This post originated from an RSS feed registered with Ruby Buzz
by Eric Hodel.
Original Post: String Encoding Quick-Start
Feed Title: Segment7
Feed URL: http://blog.segment7.net/articles.rss
Feed Description: Posts about and around Ruby, MetaRuby, ruby2c, ZenTest and work at The Robot Co-op.
So you're using Ruby 1.9 and don't want to read JEG's Understanding M17N Series or runpaint's Encoding documents. I understand, they're very long and very detailed and you can go back and read them when you need to learn the details. How about just the important stuff?
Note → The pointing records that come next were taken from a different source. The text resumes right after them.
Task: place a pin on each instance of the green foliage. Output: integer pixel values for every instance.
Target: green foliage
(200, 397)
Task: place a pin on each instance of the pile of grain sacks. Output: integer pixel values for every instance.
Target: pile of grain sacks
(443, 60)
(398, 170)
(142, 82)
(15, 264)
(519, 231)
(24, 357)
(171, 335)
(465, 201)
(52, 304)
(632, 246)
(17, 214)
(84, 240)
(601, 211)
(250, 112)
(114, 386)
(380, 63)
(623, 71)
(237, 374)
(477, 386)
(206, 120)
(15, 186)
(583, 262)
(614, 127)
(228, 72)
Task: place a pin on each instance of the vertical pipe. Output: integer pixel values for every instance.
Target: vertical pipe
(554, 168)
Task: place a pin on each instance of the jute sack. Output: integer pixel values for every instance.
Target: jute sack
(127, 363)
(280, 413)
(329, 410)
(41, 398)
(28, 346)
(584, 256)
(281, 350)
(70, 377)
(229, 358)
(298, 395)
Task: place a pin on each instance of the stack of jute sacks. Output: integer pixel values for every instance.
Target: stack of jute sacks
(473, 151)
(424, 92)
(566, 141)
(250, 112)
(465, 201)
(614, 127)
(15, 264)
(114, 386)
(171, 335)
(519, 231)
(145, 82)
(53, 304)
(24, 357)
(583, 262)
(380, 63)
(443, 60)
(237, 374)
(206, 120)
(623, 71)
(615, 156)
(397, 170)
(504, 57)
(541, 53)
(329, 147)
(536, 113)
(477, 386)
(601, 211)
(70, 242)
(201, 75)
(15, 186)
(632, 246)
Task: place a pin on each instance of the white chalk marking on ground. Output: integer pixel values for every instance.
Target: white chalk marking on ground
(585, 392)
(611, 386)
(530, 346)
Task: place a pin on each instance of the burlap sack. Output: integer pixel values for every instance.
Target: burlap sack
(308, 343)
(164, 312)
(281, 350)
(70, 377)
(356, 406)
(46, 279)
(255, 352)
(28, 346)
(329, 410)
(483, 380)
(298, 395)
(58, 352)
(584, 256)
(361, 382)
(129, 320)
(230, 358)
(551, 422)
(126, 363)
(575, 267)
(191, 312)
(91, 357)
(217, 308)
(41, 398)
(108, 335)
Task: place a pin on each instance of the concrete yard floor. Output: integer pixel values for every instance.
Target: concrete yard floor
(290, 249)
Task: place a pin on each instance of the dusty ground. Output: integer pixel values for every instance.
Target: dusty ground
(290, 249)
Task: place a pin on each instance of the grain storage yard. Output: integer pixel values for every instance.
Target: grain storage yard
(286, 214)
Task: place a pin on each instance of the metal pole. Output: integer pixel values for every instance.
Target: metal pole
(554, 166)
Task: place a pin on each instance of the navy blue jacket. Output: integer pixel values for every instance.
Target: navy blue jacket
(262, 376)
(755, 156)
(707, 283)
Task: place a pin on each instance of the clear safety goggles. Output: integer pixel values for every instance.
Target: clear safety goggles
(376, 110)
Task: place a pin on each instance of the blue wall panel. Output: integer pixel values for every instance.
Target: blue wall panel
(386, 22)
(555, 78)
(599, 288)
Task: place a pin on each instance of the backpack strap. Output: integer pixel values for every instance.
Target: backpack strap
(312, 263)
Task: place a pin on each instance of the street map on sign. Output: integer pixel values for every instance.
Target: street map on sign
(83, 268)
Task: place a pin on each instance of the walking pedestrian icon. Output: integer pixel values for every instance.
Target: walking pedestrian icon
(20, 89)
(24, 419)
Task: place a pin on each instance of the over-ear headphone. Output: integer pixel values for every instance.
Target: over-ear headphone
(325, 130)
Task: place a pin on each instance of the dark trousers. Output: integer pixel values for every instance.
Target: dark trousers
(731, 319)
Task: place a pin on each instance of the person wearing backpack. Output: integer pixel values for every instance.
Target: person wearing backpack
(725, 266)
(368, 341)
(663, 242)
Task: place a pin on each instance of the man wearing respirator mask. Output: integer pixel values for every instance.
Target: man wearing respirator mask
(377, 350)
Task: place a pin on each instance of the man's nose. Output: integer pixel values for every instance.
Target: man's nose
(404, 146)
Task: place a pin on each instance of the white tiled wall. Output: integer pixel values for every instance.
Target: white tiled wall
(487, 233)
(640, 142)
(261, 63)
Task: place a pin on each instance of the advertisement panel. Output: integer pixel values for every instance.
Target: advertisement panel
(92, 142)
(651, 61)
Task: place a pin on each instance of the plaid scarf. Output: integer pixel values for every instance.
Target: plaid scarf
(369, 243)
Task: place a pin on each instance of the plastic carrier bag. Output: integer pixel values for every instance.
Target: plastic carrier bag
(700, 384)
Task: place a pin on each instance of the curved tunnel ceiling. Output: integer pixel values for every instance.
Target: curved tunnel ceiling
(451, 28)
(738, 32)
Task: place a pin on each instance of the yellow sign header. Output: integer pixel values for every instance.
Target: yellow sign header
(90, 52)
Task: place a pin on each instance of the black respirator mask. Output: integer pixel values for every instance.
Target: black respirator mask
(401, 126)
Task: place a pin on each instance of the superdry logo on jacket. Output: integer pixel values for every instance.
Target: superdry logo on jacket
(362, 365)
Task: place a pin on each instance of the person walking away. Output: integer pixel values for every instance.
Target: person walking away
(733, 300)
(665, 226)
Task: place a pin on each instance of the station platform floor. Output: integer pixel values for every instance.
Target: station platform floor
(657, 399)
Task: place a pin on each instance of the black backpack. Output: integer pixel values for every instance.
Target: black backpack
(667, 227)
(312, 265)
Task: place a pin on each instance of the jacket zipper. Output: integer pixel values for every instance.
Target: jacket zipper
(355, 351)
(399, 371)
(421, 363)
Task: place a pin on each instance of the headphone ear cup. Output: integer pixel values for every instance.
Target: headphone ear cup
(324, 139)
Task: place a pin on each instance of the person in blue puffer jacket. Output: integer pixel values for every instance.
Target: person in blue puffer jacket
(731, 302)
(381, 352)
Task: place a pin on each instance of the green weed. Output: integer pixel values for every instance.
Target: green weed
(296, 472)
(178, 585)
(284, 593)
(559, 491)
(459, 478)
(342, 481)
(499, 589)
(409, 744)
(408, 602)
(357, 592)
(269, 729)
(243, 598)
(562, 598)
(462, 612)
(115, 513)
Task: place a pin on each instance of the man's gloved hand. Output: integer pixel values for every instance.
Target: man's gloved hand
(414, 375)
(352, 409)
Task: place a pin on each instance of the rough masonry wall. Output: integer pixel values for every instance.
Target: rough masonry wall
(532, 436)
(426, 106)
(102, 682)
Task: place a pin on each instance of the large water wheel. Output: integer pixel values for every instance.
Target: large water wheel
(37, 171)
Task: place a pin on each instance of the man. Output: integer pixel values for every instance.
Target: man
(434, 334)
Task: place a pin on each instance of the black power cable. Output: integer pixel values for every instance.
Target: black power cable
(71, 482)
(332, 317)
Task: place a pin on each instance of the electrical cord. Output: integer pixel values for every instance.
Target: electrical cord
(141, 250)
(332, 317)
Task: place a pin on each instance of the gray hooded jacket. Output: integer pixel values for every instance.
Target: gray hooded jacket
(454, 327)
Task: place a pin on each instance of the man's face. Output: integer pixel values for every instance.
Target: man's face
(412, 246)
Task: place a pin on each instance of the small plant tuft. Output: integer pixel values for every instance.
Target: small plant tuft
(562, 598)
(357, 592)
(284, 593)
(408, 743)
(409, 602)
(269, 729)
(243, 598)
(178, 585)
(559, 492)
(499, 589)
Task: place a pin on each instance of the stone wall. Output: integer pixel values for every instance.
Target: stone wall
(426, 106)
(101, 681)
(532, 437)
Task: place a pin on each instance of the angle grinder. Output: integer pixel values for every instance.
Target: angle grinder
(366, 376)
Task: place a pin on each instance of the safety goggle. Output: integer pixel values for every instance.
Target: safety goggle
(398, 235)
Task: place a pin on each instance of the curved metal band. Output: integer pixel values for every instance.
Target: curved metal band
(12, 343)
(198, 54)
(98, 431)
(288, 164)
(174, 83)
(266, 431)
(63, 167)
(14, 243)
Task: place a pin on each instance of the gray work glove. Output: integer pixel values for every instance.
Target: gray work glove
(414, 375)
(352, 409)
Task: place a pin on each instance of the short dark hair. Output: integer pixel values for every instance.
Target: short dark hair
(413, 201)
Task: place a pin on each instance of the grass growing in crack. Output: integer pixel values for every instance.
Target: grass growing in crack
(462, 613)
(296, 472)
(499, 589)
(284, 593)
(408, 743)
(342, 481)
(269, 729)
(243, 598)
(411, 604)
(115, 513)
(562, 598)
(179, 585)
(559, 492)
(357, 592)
Files have encodings and strings in those files have matching encodings. You set the encoding with a magic comment as the first line (second with shebang) # coding: UTF-8. If you don't set the encoding your strings are assumed to be in US-ASCII encoding instead.
Regular expressions are in US-ASCII encoding by default. You can use /u to make it UTF-8, /e to make it EUC-JP, /s to make it Windows-31J. You can also use #force_encoding. US-ASCII regular expressions will match strings that are ASCII-compatible. See ri Regexp for more details.
String#gsub may not preserve the input encoding. If the match happens at the beginning of the string the output encoding may not match the input encoding. You can work around this by forcing the encoding on the replacement string before replacement or using the block form of gsub. (This behavior may be a bug.)
IO objects have two encodings, the external_encoding which is how it is stored outside ruby (on disk for files and the stream or packet encoding for sockets) and the internal_encoding which will cause ruby to transcode the content if necessary. There's no provision for guessing the encoding of a document so you'll need to know ahead of time.
Strings can have an encoding but that encoding may not be valid, use String#valid_encoding? to verify. To transcode use String#encode. I have an example of using String#encode in my From Iconv#iconv to String#encode article and there are more in JEG and runpaint's articles linked above.